Solutions will be sent to a group of Math Circle directors for evaluation and groups with correct and (especially) elegant responses will be publicly recognized by the world’s best Math Circles and other sponsoring organizations.  Keep in mind that many of these are the same individuals who are involved with the camps, contests and universities to which our students will be applying.

In addition to solving problems posed by professional problem writers, we are also being asked to provide problems written by our own students.  Writing problems is one of the best ways to improve your own problem solving, and the authors of those problems that are accepted for distribution will receive special recognition.

Please find in the attached PDF (Problem of the Month v1) some additional information about The Problem of the Month program.  If you have problems to submit please send them to circleofcircles@sbcglobal.net before the due date of September 30.  Problems can be submitted by students, parents or friends of Metroplex Math Circle.

## September 24, 2011 – Joshua Nichols-Barrer – “Modular Arithmetic in Contest Mathematics”

We look forward to seeing old and new friends today at the September 17  session of Metroplex Math Circle.  Next week we look forward to a lecture from Joshua Nichols-Barrer.   Dr. Nichols-Barrer earned his PhD at MIT and is the AwesomeMath Academic Director, a two time IMO silver medalist and a multiple winner of the USAMO.

Here is a description of the session in Dr.
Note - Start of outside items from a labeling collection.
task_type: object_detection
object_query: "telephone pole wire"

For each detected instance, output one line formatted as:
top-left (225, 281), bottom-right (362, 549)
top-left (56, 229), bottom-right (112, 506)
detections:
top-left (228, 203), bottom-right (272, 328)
Nichols-Barrer’s own words:

Modular arithmetic is an essential tool for properly treating number theory problems in contest mathematics.  While there is far more to talk about than we have time for today, we will extensively cover the foundations of arithmetic mod an integer $m$, looking to differences between mod $m$ arithmetic and that which we are all familiar with, as well as those things which distinguish arithmetics mod $m$ for distinct values of $m$.  We will also begin to think about algebra mod $m$ should we have the time.

Modular arithmetic is one of the many fields ignored by standard math curricula but critical for success in math competitions or a career in mathematics or sciences.

## September 17, 2011 – Radu Sorici – “Mathematics of Computer Science”

Metroplex Math Circle will start its 2011-12 sessions with our own Radu Sorici!  This session should be very interesting for students beginning to work on computer programming or accomplished coders who want a better understanding of the mathematical principles behind their work.

In this session Radu will discuss some elementary mathematics that are useful for computer science. Some of the topics covered: logic notation, methods of proof, sets, graph theory, counting principles, etc.   In addition, we will look at some real world applications of the topics discussed.

## MO Math – The Geometry of Origami

A Museum of Mathematics is scheduled to open next year in New York City.  They already have hosted speakers and their presentations are remarkably similar to what one finds in a typical math circle, a brilliant and passionate speaker talking about their favorite subject and their career in mathematics and problem solving.